TAMPA, Fla. — Local gamer Daniel Zapata didn’t know if an upcoming bathroom trip would be serious enough to log out of Elder Scrolls Online, or whether he could get away with just pausing real quick.
“This one could go either way. There’s stomach discomfort, no question about it—but that could just be gas,” said Zapata, shifting his weight on the couch to see if it helped. “Yeah, I’d say 60, maybe 65 percent sure it’s gas. It’s the other 35 percent that I worry about.”
Zapata took a few precautions before making his way to the bathroom.
“I’m knocking out all my daily quests beforehand, in case I end up fighting a real Nor’easter in there,” he said, completing his crafting writs with increasing urgency. “You survive something like that, you just want to shower and call it a night. It is not a time for games.”

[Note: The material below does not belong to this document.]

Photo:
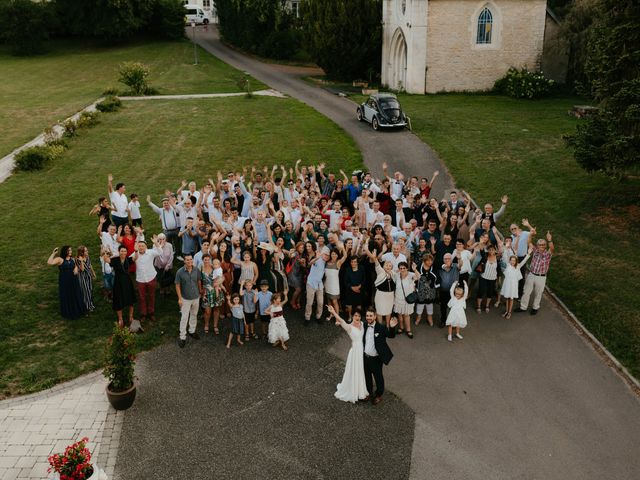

Experts have lobbied for more research into cases like Zapata’s, which remain nearly impossible to predict until it’s too late.
“Of course, with some bowel movements, you know exactly what’s going to happen. There is no ambiguity. But with others, like what this young man is experiencing—these leave gamers completely in the dark,” said Dr. Hannah Franklin, a renowned gastroenterologist who also plays a lot of Destiny 2. “Until we do more research, it might as well be an RNG.”
Zapata ultimately decided to keep the game on pause, but got kicked for idling after things took a turn for the worse.